Paraguay has a very different energy matrix from Africa because most of it comes from renewable electricity already. Ninety nine percent of Paraguay’s electricity comes from hydropower plants. Part of our recommendation was around electrifying as much as they can in their economy to avoid using fossil fuels for heating, industry, etc. Transportation is a major source of emissions in Paraguay, so investing in electrification of mass transit, electric vehicles and infrastructure for electric vehicles will be will be key to helping Paraguay reduce its emissions. They should also invest in energy efficiency in appliances, such as air conditioners, and buildings.
I understand that you’ll be looking at decarbonization at an even finer level in upcoming projects. Could you tell us about what you’re working on now?

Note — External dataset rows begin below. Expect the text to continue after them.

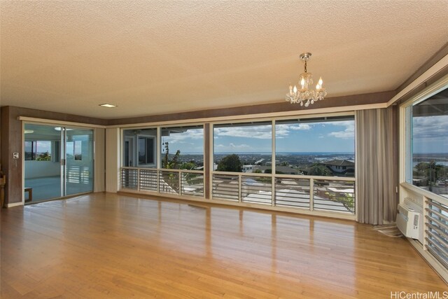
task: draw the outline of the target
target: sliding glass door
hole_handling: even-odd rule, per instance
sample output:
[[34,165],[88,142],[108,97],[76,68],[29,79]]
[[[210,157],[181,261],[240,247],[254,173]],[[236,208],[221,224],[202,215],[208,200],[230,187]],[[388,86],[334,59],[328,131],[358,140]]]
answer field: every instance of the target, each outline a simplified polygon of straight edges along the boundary
[[93,130],[66,128],[65,132],[65,195],[92,192]]
[[93,130],[25,124],[25,202],[93,191]]

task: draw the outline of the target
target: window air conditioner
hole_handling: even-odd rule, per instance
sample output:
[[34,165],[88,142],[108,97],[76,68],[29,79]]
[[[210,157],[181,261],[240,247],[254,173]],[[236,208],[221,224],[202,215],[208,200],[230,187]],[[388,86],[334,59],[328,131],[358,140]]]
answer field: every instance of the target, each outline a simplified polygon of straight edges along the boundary
[[398,204],[397,227],[406,237],[423,244],[423,209],[410,198]]

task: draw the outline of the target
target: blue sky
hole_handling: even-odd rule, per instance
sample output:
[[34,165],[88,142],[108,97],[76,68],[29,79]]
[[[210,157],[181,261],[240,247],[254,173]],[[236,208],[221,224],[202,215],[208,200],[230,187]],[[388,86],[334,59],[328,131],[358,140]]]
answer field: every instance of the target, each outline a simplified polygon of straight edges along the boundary
[[[270,153],[270,125],[218,127],[214,151]],[[279,124],[276,152],[354,152],[354,121]]]
[[448,153],[448,116],[412,118],[414,153]]
[[[279,124],[276,125],[276,151],[354,152],[354,120]],[[270,153],[272,130],[269,125],[218,127],[214,130],[214,152]],[[203,152],[203,129],[163,137],[169,151]]]

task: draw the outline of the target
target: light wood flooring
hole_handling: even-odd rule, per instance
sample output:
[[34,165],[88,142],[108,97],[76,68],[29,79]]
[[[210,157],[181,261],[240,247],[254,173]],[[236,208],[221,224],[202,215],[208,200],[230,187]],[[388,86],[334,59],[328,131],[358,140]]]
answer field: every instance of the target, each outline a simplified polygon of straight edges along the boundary
[[353,221],[95,193],[1,210],[6,298],[390,298],[447,286]]

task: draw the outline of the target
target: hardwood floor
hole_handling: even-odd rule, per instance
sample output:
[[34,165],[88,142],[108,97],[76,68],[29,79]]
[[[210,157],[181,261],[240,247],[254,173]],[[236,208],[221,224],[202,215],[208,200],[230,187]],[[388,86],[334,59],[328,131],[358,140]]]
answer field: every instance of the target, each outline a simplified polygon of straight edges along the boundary
[[95,193],[1,210],[1,298],[391,298],[447,290],[371,225]]

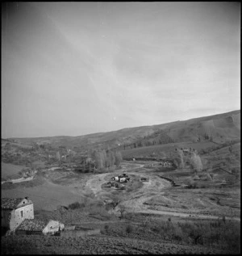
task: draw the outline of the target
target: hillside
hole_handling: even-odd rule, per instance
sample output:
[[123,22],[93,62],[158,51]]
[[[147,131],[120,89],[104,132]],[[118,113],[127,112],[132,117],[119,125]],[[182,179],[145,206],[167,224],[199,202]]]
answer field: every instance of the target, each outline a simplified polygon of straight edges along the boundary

We’re currently talking with the governor’s office in my home state of Rio Grande do Sul in Brazil about producing a roadmap similar to what we did for Paraguay. It’s not a national government, so there is only so much they can do. Energy generation is a federal competence in Brazil, for example. But there is quite a bit that they can do at the state level in terms of urban development policies and transportation. For example, there could be public investment in power generation that belongs to the state. And of course, regulation of investment processes within the state, including through environmental permitting processes, is one of the things that they can focus on.
For another project, we are planning to host a one-week workshop for city-level government officials on decarbonization pathways for cities in Brazil. It will especially focus on mass transit, electrification of transportation, building standards, waste management, and other areas that are more within the realm of the municipalities.
After the workshop, we will have looked at decarbonization at the continental, national, state, and city levels. The considerations are different at each of these levels of government, but each has a role to play in decarbonization.